The wee boats were close inshore now, and the Gull well off, for the Clates is not a nice place if the wind will be shifting to the suthard. With the grating of the keel of the first boat on the beach the men made a start to be lifting the kegs, and carrying them to the boat and wading, for it is not very safe to let a boat go hard aground if there will be a hurry to be shoving her off again.
Into this mix-up of bending and hurrying folk came the voice of
Gilchrist the gauger.
"In the King's name," he roared, and his men sprang forward.
And these were the words that I heard when Helen and Margaret flung themselves from the horses and ran forward into the press of people.
There was the dropping of kegs and the straightening of folk at the voice, but I saw the great figure of Dan cooried beside the boat.
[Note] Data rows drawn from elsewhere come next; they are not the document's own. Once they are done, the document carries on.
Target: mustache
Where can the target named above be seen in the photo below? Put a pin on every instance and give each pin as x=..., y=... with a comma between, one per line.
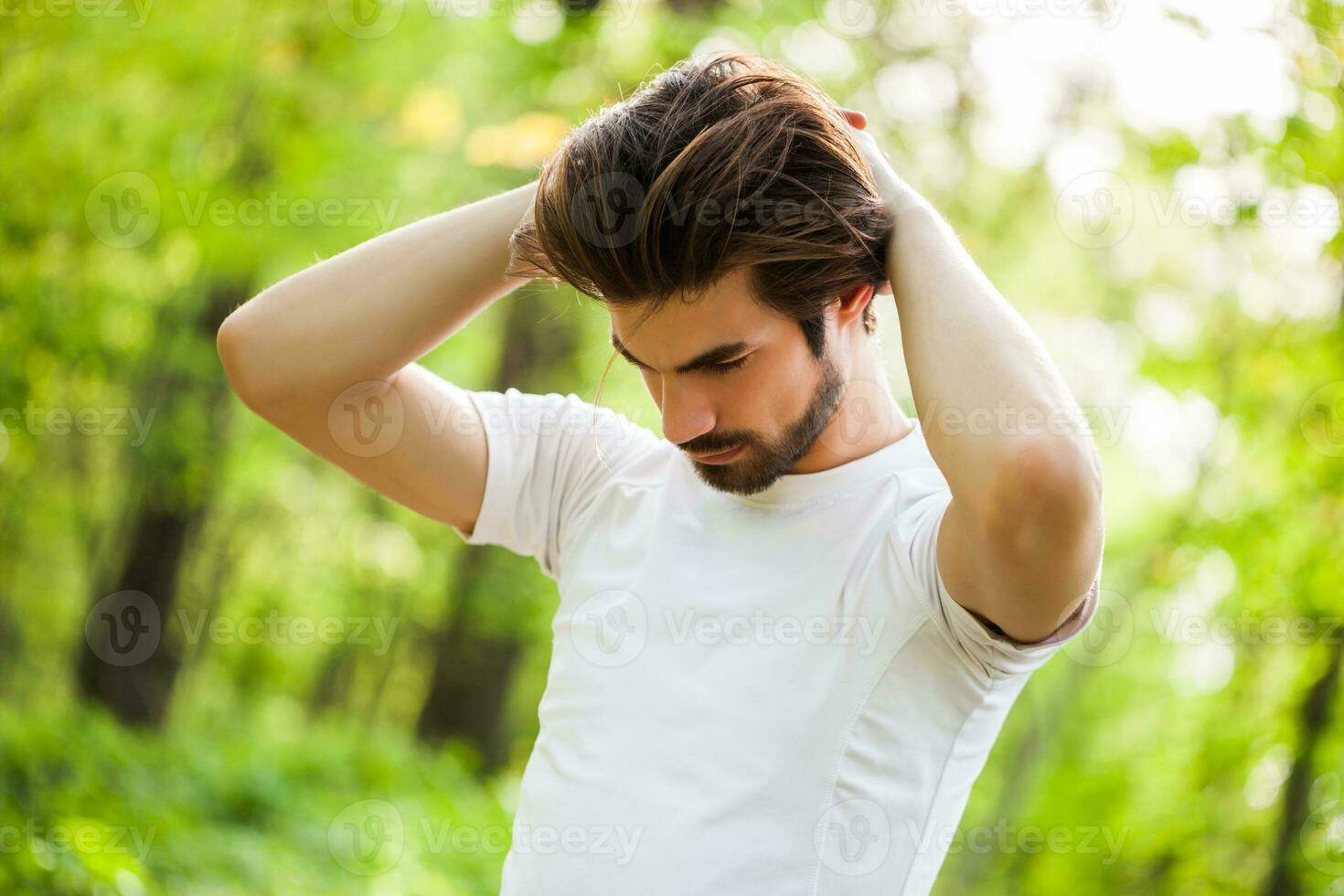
x=707, y=445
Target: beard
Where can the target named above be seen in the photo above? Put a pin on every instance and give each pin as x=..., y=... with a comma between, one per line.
x=763, y=461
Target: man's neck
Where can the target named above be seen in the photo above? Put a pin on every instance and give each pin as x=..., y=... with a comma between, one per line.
x=869, y=420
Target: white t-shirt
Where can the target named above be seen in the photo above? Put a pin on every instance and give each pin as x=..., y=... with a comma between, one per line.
x=768, y=695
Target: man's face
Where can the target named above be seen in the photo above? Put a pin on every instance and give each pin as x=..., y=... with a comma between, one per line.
x=728, y=374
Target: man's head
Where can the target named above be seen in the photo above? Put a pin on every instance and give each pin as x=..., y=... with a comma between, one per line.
x=723, y=214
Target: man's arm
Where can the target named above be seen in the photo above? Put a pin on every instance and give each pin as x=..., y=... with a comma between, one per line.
x=334, y=348
x=1021, y=539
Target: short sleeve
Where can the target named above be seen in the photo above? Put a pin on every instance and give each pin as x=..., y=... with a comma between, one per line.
x=978, y=643
x=548, y=458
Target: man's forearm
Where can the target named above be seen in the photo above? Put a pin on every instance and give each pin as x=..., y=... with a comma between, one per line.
x=994, y=406
x=375, y=308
Then came Gilchrist's voice again—
"Touch nothing—you scoundrels will touch nothing—I mak' seizure in the King's name. Get roon' them, lads, with your pieces ready," and the excisemen made a circle of the smugglers. The second small boat was nearing the shore.
The lass McKinnon, with the bonny boyish face, stooped to pick up her shawl, and Gilchrist was jumping and shouting. "A bonny catch," he cried—"a bonny catch," and at that the boyish lass straightened herself. "The boats ahoy," she cried, "ahoy, the boat; the gaugers are on us."
"Stop the bitch," screamed Gilchrist, and sprang at the lass with his fist raised.